This post will kind of be all over the place. Was up and out at 0330 hitting WaWa before jumping on the Parkway south. Had a plan starting south and working my way north. By the time I geared up and tied on a fly it was 0428am. There was light, just enough to see that there wasn't a lot of water in yet. No water, no fish.
Maybe I should have stayed on waited for the water, and fish, to move in because an un-named friend got two nice fish probably about 2 hours into the tide. I couldn't wait so I wracked my brain
Not my photo |
thinking of a few spots where more water would be moving around the rocks. It was nice enough early with the sun poking out in front of me and clouds forming behind me. I went with the sand eel fly, then went with a black Kinky Muddler, then a crab fly. Didn't do anything but three sundials on the crab fly. The wind was S, SW, E, and then W as I finished up. As time went on light arrived and
ominous clouds, winds, and rains showed up. Getting wet was fine but I kept the lookout for lightning, which did eventually show as it started to monsoon. As I made my north it was nice to find some Johnny-On-The-Spots on the boardwalk. That's one nice thing about the summer months, there's always a bathroom of some type a town or two from where you're fishing. I guess there was mention of a possible tornado running through Howell up to parts of Middletown. I can tell you it was nasty as I fished through the rain and lightning. I know stupid, but I made quick casts.

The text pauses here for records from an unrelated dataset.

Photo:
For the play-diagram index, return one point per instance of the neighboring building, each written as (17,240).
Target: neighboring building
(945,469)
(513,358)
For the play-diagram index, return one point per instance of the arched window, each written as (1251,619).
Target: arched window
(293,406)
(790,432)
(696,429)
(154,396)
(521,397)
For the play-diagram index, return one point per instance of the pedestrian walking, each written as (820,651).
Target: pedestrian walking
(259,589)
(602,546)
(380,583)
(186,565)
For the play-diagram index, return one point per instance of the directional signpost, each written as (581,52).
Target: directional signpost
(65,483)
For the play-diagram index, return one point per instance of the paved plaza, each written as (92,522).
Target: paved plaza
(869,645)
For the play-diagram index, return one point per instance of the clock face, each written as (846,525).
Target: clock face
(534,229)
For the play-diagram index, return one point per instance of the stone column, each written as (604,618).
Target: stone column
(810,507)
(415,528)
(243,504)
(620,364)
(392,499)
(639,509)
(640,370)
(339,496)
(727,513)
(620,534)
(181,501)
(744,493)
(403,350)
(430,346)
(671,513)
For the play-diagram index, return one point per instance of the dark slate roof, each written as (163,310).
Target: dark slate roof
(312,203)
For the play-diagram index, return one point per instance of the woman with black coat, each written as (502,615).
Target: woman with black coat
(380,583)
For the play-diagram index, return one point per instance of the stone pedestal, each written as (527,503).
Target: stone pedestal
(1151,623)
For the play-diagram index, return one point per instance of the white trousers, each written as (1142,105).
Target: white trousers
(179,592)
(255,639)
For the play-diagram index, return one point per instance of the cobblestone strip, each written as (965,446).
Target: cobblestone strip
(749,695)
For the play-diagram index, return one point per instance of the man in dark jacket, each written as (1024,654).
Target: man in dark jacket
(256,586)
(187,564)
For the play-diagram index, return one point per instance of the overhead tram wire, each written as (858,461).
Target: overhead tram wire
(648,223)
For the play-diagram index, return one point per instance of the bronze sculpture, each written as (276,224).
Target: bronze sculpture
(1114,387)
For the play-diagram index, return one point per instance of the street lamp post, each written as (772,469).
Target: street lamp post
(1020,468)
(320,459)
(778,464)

One thing of note. Someone please tell the Army Corp that having huge runoffs just emptying onto the beach won't do much good. It floods the beach, but, what it does do, is cut a swath down to the ocean. And what that does is give the beach a low spot where the big water or incoming tide can run up and then pull sand out. The Roseld pocket will be back soon!!! It's only a matter of time until the water hits the sea wall and you won't be able to pass from Roseld to Brighton, just like in the good old days.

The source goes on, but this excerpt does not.